Et les volumes devraient s’étoffer avec le temps, estime dans une note Dariusz Kowalczyk, stratégiste du Crédit Agricole: selon lui, sur les seules obligations souveraines et émissions de banques de politique publique, les placements étrangers “pourraient être multipliés par neuf d’ici 2021 pour dépasser 900 milliards de dollars”.

Prudence

La Chine, engagée dans un douloureux rééquilibrage de son modèle économique, a tout intérêt à encourager le recours aux investisseurs étrangers pour répondre aux besoins de liquidités de ses entreprises privées.

Négligées par les banques étatiques, ces dernières se tournent fréquemment vers une tentaculaire “finance de l’ombre” non régulée que les autorités cherchent justement à endiguer.

Pour autant, certains analystes observaient le “Bond Connect” avec circonspection.

“Il y a un effet d’annonce, mais on peut douter que cela fera une grosse différence à court terme. Après tout, le marché des obligations était ouvert aux institutions étrangères (qualifiées) depuis début 2016” avec un succès extrêmement limité, prévenait-on chez Capital Economics.

Par ailleurs, le dispositif intervient à l’heure où Pékin s’efforce de dégonfler la folle envolée de la dette publique et privée dans le pays (250% du PIB) en durcissant sa politique monétaire.

Fruit de ce serrage de vis: en l’espace d’un an, des entreprises ont annulé ou reporté des émissions obligataires pour un total atteignant 340 milliards de yuans (50 milliards de dollars) selon l’agence Bloomberg.
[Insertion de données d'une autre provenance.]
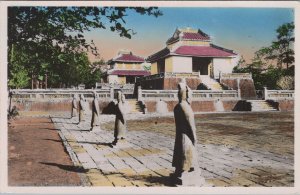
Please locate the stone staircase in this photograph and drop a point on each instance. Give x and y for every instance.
(134, 106)
(261, 105)
(210, 83)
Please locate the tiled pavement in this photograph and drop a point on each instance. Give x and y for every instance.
(145, 159)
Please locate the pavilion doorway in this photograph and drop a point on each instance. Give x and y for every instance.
(201, 65)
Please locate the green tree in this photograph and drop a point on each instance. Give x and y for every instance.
(267, 65)
(51, 40)
(281, 51)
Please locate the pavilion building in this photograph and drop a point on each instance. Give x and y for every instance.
(125, 67)
(189, 51)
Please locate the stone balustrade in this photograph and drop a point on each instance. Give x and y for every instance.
(278, 94)
(235, 76)
(57, 93)
(172, 75)
(197, 94)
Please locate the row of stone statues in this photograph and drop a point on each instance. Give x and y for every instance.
(120, 112)
(187, 171)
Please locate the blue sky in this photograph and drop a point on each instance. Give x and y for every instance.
(244, 30)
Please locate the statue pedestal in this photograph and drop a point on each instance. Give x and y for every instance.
(121, 143)
(96, 128)
(192, 178)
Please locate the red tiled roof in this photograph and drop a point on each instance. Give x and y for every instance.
(131, 72)
(128, 58)
(204, 51)
(189, 36)
(158, 55)
(194, 36)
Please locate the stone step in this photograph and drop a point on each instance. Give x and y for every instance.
(135, 107)
(261, 105)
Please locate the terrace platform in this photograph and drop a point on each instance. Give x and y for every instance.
(235, 149)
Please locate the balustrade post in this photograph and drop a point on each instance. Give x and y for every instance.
(265, 93)
(112, 93)
(139, 93)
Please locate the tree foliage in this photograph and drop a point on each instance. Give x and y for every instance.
(280, 51)
(50, 40)
(264, 72)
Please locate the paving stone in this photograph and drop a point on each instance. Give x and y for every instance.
(149, 155)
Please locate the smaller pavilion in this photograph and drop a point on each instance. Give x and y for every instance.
(125, 68)
(191, 51)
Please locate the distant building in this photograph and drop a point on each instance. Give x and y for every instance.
(125, 67)
(190, 50)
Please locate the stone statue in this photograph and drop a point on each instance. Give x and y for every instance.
(95, 123)
(74, 106)
(185, 161)
(120, 122)
(82, 109)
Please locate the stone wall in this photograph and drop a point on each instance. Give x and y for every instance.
(169, 83)
(56, 106)
(284, 105)
(246, 86)
(197, 106)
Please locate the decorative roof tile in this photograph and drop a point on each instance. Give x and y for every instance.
(126, 57)
(129, 58)
(194, 36)
(203, 51)
(130, 72)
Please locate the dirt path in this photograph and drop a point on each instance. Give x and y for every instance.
(36, 156)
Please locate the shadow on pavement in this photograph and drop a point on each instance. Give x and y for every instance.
(72, 168)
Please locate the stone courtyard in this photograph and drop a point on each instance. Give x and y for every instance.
(234, 149)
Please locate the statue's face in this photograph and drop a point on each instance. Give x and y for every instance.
(119, 96)
(181, 91)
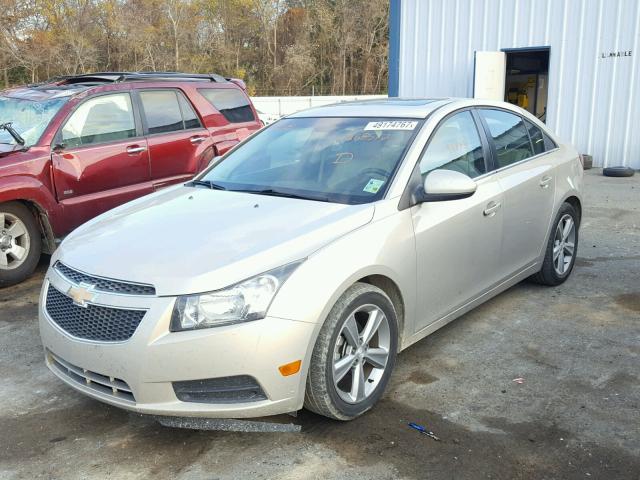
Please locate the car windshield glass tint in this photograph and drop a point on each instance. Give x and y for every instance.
(29, 118)
(344, 160)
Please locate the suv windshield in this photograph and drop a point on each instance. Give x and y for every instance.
(29, 118)
(343, 160)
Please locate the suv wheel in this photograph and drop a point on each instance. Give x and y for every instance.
(20, 243)
(354, 355)
(562, 248)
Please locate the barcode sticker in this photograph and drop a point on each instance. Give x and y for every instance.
(391, 125)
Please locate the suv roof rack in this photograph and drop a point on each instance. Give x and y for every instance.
(117, 77)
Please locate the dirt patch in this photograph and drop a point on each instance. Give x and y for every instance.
(630, 301)
(420, 377)
(526, 450)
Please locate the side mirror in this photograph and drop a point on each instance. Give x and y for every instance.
(443, 185)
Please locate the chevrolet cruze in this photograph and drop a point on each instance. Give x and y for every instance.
(291, 272)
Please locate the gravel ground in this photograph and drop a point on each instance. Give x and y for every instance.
(576, 415)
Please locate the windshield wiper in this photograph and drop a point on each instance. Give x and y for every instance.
(278, 193)
(7, 126)
(206, 183)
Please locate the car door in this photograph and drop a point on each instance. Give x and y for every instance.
(179, 146)
(100, 159)
(525, 173)
(457, 241)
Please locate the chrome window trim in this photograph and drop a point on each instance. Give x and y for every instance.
(506, 167)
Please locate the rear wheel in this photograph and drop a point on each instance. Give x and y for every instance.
(354, 355)
(562, 248)
(20, 243)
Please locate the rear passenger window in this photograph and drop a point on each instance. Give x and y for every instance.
(191, 120)
(106, 118)
(167, 111)
(231, 103)
(455, 145)
(537, 140)
(509, 136)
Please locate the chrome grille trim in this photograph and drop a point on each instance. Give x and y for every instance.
(92, 322)
(111, 386)
(101, 284)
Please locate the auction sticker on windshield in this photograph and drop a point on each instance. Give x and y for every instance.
(373, 186)
(391, 125)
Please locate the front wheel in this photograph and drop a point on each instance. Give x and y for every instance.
(20, 243)
(562, 248)
(354, 355)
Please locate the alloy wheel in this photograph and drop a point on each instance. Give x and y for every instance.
(564, 244)
(361, 353)
(14, 241)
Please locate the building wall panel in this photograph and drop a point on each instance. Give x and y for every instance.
(593, 102)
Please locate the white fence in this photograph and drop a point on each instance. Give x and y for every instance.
(286, 105)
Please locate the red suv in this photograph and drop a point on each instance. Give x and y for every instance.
(75, 147)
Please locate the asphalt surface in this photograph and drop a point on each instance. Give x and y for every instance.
(576, 414)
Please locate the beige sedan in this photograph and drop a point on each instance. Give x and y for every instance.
(294, 269)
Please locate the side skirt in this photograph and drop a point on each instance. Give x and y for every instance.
(483, 297)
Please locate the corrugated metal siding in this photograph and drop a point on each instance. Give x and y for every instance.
(593, 103)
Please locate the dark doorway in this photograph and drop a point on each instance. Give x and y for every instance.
(527, 79)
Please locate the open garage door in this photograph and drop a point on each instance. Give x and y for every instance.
(489, 75)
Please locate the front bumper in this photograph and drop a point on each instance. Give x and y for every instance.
(147, 363)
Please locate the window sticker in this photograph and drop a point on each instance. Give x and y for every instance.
(373, 186)
(391, 125)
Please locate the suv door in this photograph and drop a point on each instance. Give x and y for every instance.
(179, 146)
(458, 241)
(100, 159)
(525, 174)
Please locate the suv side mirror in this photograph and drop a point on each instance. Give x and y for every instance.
(443, 185)
(215, 159)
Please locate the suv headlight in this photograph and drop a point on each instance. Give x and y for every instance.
(242, 302)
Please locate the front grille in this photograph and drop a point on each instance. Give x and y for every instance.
(111, 386)
(237, 389)
(104, 284)
(93, 322)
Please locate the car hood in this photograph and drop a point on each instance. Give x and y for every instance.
(191, 240)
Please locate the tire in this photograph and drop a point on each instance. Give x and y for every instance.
(325, 396)
(554, 270)
(618, 172)
(20, 243)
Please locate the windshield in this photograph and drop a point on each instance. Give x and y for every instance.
(29, 118)
(343, 160)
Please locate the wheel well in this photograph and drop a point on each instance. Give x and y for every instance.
(389, 287)
(575, 203)
(48, 244)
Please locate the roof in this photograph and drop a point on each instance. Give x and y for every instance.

Au point qu’en mai, le volume des obligations d’entreprises arrivant à maturité excédait celui des nouvelles émissions.

Sur fond d’accélération des défauts de paiement d’entreprises dans le pays, ce contexte pourrait donc tempérer l’enthousiasme des investisseurs: or, les émissions d’entreprises constituent 15% du marché.

Le taux des obligations souveraines chinoises, en revanche, demeure très attractif: 3,6% pour l’emprunt à 10 ans.